JDBC Connector

Parent document: Connectors

The JDBC Connector directly connects to the database through JDBC, and imports data into other storages or imports other stored data into the database in a batch manner. JDBC connectors internally read from slaves to minimize the impact on DB.

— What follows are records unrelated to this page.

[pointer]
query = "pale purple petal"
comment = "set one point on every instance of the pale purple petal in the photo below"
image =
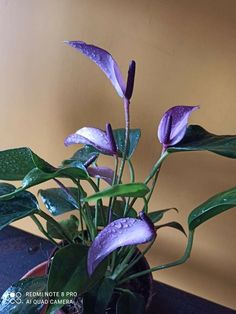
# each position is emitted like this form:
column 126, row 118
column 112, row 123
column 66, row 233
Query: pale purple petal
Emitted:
column 119, row 233
column 104, row 173
column 173, row 124
column 105, row 62
column 92, row 136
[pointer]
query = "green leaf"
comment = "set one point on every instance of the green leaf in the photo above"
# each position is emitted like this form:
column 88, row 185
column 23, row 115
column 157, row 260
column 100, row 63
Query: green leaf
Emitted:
column 16, row 163
column 58, row 202
column 70, row 227
column 134, row 136
column 172, row 224
column 129, row 190
column 158, row 214
column 73, row 276
column 130, row 303
column 198, row 139
column 97, row 300
column 36, row 176
column 83, row 155
column 22, row 205
column 24, row 303
column 212, row 207
column 118, row 212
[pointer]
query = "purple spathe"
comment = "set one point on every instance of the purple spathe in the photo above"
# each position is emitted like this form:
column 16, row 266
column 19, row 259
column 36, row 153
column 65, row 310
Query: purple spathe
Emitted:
column 173, row 125
column 119, row 233
column 99, row 139
column 105, row 61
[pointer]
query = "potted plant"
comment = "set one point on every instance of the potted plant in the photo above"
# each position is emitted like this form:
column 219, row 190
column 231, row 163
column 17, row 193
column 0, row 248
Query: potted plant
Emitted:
column 97, row 266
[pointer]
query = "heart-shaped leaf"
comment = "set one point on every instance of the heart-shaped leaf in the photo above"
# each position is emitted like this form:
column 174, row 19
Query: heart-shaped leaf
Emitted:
column 129, row 190
column 37, row 176
column 158, row 214
column 134, row 136
column 85, row 155
column 16, row 163
column 119, row 233
column 117, row 211
column 24, row 296
column 22, row 205
column 69, row 226
column 172, row 224
column 198, row 139
column 212, row 207
column 73, row 276
column 58, row 201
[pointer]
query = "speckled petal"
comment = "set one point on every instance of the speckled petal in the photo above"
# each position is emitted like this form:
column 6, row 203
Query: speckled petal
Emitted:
column 173, row 124
column 91, row 136
column 105, row 62
column 119, row 233
column 104, row 173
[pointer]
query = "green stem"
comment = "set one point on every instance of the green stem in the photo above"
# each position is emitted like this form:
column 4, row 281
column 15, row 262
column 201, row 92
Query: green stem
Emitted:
column 127, row 127
column 136, row 259
column 168, row 265
column 55, row 224
column 41, row 228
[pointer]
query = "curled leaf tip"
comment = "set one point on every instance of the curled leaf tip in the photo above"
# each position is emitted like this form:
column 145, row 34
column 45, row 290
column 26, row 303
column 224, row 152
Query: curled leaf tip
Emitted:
column 173, row 125
column 119, row 233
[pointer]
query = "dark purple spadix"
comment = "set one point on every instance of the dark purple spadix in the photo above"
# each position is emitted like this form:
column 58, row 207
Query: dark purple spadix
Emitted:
column 119, row 233
column 103, row 173
column 173, row 125
column 105, row 62
column 101, row 140
column 130, row 80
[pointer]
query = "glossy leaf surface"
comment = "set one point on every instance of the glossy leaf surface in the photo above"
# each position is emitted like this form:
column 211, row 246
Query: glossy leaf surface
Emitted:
column 158, row 214
column 84, row 155
column 16, row 163
column 69, row 225
column 22, row 205
column 58, row 202
column 198, row 139
column 23, row 302
column 212, row 207
column 73, row 276
column 129, row 190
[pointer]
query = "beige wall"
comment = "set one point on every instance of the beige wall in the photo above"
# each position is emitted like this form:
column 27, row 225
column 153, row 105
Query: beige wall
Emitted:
column 185, row 52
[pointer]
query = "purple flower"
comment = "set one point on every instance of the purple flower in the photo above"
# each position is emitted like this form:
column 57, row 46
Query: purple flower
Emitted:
column 102, row 173
column 173, row 125
column 119, row 233
column 102, row 140
column 108, row 65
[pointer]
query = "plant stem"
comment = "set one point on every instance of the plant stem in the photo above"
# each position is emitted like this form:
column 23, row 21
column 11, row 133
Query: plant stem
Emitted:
column 127, row 127
column 168, row 265
column 41, row 228
column 56, row 225
column 113, row 199
column 136, row 259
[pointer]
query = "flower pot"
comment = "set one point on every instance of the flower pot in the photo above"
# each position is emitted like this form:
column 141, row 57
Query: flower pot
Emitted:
column 141, row 285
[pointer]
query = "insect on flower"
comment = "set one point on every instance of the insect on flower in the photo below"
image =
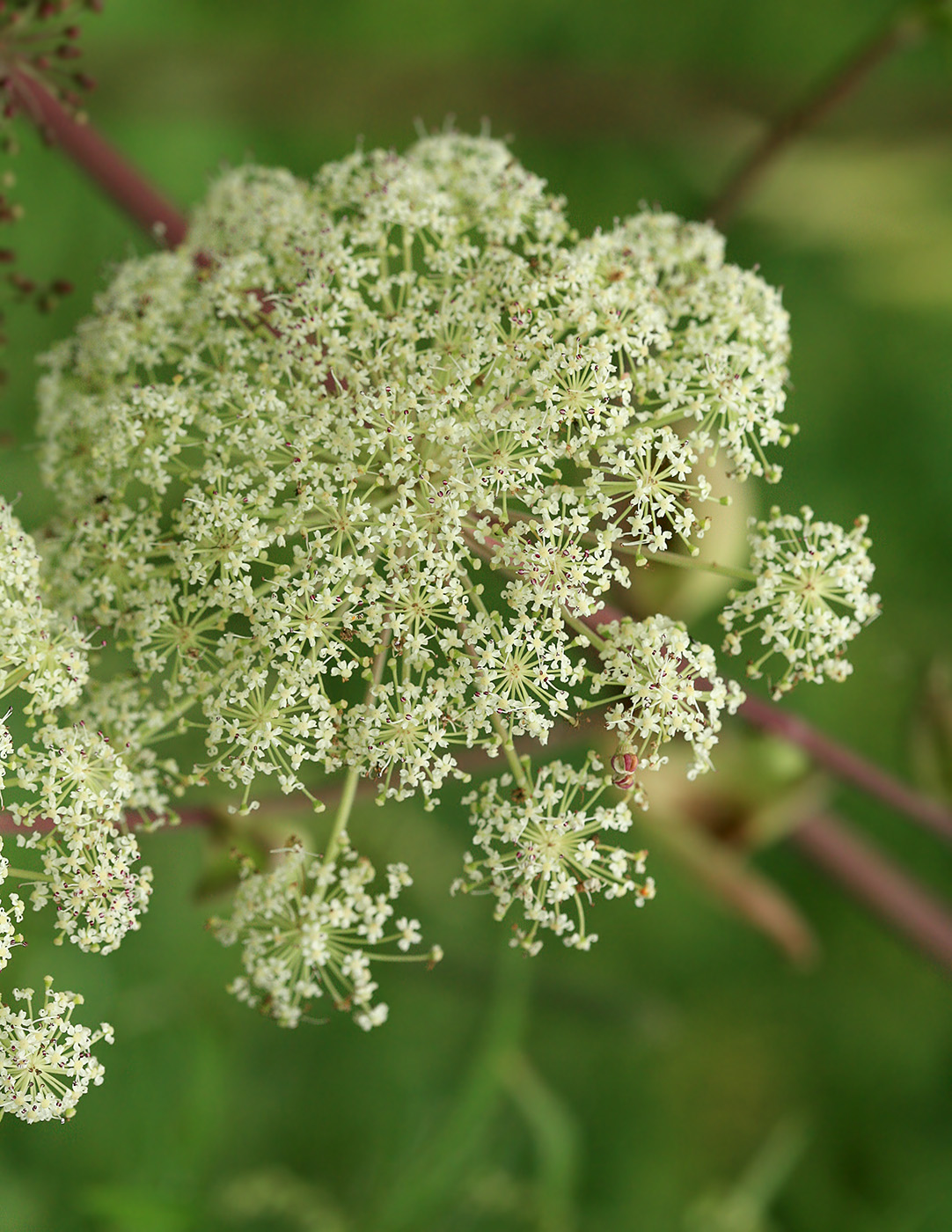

Currently, supports reading and writing three kinds of data sources including MySQL, Oracle, PgSQL, SqlServer.

Supported data types

Supported by MySQL

bit
tinyint
tinyint unsigned
smallint
smallint unsigned
mediumint
mediumint unsigned
enum
int
int unsigned
bigint
bigint unsigned
timestamp
datetime
float
float unsigned
double
double unsigned
decimal
decimal unsigned
real
date
time
year
char
varchar
longvarchar
nvar
nvarchar
longnvarchar
tinytext
mediumtext
longtext
text
string
json
blob
mediumblob
tinyblob
longblob
binary
longvarbinary
varbinary
geometry
multipolygon
set

Supported by Oracle

char
varchar
interval day
interval year
intervalds
intervalym
varchar2
nchar
nvarchar2
long
blob
clob
nclob
string
character
number
integer
int
smallint
float
double
double precision
numeric
decimal
real
bit
bool
date
timestamp
timestamp with time zone
timestamp with local time zone
datetime
blob
bfile
raw
long raw
rowid
urowid
xmltype
binary_float
binary_double

Supported by PgSQL

char
bpchar
varchar
text
character varying
string
character
bigint
int8
integer
int
int4
smallserial
serial
bigserial
smallint
int2
double
money
double precision
float8
numeric
decimal
real
float
float4
boolean
bool
date
time
timetz
timestamp
timestamptz
bytea
bit
bit varying
varbit
uuid
cidr
xml
inet
macaddr
enum
json
jsonb
aclitem
_aclitem
_int2
_int4
_float4
_text
_char
cid
inet
int2vector
interval
oid
_oid
pg_node_tree

Supported by SqlServer

char
varchar
text
nchar
nvarchar
ntext
bigint
int
int identity
integer
smallint
tinyint
float
double precision
numeric
decimal
money
real
bit
date
timestamp
datetime
datetime2
time
binary
varbinary
image
datetimeoffset
smalldatetime
sql_variant
uniqueidentifier
xml

JDBC Source

Please add property `permitMysqlScheme in connection url when use MySQL.

Main function

Supports multiple sharding algorithms
Support the reading of sub-database and sub-table database
Support table synchronization and SQL synchronization
Support filter statement

Parameters

General parameters

Param name	Default value	Required	Parameter type	Recommended value / Example value	Description
class	-	Yes	string	com.bytedance.bitsail.connector.legacy.jdbc.source.JDBCInputFormat	Reader class name for mysql
class	-	Yes	string	com.bytedance.bitsail.connector.legacy.jdbc.source.OracleInputFormat	Reader class name for Oracle
class	-	Yes	string	com.bytedance.bitsail.connector.legacy.jdbc.source.PostgresqlInputFormat	Reader class name for Pgsql
class	-	Yes	string	com.bytedance.bitsail.connector.legacy.jdbc.source.SqlServerInputFormat	Reader class name for SqlServer
columns	-	No	list<map<string,string>>	"[ { "name":"id", "type":"int" }, { "name":"name", "type":"varchar" } ]	Describing fields' names and types. It needs to be consistent with the number of columns specified by the writer.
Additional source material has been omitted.